O Anuário leva em consideração a quantidade de homicídios em uma escala, com dados coletados entre 2019 e 2021. Assim, caso Itamaracá, que tem uma população de 26 mil pessoas, segundo o Instituto Brasileiro de Geografia e Estatística (IBGE), tivesse 100 mil habitantes, a taxa seria 102,5 mortes - de acordo com o Fórum Brasileiro de Segurança Pública, que elaborou o levantamento.

Em dados brutos da Secretaria Estadual de Defesa Social (SDS-PE), o município registrou 23 assassinatos em 2021, contra 28 no ano anterior. Em 2019, 2018 e 2017 foram 26, 27 e 28 crimes letais intencionais, respectivamente. No entanto, boa parte da população com quem a reportagem do JC conversou estranhou a Ilha ter adentrado o ranking.
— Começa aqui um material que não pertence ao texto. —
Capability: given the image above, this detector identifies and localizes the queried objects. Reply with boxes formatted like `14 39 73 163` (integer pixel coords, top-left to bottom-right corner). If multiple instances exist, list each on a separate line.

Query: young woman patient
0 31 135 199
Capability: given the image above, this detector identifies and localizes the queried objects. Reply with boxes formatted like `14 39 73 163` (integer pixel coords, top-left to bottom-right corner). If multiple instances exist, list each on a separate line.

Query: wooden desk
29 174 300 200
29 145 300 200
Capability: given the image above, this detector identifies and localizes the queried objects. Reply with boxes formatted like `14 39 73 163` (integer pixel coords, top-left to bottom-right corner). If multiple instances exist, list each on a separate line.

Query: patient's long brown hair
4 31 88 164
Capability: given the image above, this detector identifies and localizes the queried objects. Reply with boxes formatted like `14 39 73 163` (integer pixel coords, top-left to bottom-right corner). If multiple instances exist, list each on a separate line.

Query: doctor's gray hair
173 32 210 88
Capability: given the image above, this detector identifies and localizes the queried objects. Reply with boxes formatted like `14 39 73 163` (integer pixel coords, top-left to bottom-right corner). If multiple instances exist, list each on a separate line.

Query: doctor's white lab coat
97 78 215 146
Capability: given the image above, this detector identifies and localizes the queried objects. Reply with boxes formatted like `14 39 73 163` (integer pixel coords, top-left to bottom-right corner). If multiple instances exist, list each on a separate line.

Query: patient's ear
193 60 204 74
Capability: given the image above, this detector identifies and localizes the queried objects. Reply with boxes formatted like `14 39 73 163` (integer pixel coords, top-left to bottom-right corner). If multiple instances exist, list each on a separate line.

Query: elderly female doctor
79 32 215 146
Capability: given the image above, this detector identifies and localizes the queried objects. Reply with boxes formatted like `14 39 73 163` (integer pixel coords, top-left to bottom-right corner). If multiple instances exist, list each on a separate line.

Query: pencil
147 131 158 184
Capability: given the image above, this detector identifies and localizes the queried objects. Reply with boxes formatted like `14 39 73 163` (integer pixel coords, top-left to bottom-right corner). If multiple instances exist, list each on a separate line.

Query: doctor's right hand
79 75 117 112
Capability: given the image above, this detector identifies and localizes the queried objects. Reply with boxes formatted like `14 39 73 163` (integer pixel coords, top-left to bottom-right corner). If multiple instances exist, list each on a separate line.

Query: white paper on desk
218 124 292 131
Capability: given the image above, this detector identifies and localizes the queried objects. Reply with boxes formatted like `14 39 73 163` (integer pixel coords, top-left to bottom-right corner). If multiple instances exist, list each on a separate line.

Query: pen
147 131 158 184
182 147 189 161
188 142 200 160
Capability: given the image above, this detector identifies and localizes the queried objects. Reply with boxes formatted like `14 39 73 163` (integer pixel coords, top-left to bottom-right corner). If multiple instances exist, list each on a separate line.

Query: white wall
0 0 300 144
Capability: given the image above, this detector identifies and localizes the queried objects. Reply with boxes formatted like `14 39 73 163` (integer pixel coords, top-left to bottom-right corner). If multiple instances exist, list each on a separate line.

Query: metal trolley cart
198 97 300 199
“A gente transita em Itamaracá dia e noite, fica sentado na calçada até meia noite e não vemos nada disso. Em relação ao tráfico, tem em toda cidade. Faço visita em todas as comunidades e em todo canto que chego, tem”, comentou a assistente social Débora Pinheiro, de 44 anos.
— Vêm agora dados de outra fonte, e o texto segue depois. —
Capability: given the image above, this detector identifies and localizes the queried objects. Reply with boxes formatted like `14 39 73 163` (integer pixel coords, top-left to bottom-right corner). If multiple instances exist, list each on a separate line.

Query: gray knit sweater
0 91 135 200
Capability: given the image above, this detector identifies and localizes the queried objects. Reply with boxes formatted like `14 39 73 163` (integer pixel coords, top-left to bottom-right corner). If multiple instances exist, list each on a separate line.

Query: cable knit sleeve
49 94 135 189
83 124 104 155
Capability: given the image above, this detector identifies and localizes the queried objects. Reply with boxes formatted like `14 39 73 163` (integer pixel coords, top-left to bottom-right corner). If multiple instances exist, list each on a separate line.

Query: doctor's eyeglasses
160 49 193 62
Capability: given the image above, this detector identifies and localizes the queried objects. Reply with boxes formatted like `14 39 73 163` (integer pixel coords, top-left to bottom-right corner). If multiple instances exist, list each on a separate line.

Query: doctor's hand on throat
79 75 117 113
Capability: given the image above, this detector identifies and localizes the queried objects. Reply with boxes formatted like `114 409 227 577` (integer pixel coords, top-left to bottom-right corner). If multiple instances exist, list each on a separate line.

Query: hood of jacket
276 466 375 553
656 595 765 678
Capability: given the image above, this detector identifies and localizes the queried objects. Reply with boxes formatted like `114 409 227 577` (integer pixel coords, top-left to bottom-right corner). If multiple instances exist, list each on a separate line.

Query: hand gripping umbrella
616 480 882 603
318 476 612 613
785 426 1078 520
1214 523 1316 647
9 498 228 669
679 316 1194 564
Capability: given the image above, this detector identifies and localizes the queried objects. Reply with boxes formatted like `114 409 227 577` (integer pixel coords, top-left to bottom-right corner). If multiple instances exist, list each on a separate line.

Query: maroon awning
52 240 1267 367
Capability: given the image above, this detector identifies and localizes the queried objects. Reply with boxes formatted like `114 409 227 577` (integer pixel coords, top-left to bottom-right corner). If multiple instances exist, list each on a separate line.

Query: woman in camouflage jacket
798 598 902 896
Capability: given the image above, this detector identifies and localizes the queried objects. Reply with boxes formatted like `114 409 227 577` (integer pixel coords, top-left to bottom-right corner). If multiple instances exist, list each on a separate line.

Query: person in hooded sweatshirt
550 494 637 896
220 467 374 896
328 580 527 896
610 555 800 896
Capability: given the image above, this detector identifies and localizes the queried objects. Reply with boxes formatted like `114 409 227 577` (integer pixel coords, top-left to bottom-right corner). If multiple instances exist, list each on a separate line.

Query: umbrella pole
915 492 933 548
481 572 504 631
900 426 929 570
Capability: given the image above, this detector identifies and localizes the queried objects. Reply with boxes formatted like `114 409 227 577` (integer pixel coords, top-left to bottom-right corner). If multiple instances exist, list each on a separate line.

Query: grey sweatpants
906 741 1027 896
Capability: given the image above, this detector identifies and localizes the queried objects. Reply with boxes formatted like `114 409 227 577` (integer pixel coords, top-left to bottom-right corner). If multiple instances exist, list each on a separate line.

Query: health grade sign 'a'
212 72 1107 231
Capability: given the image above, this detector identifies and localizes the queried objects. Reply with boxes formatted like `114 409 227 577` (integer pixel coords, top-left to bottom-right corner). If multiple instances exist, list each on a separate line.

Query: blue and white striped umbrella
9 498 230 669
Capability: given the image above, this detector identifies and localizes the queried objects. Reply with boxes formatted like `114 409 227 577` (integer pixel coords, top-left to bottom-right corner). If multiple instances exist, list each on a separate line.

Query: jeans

Um taxista que quis manter o anonimato contou que, em “tempos de festejo”, como o São João, é comum que mais casos de violência aconteçam, porque "pessoas de fora encontram oportunidade na região por “não ter policiamento ostensivo”. Mesmo assim, diz que não sente que a cidade seja perigosa. “Nunca fui assaltado e trabalho com todo tipo de público, fico até de madrugada nos finais de semana", relatou.

O secretário de Segurança Cidadã de Itamaracá, Célio Oliveira, explicou que a posição da cidade se deu pela época que os dados foram coletados, e que, atualmente, a cidade é considerada segura. “Quando Paulo Batista Andrade (Republicanos) foi eleito, em 2021, a situação era crítica, mas pedimos reforços à Polícia Militar de Pernambuco, que prontamente nos atendeu”, afirmou ele. Neste ano, houve 8 mortes na cidade.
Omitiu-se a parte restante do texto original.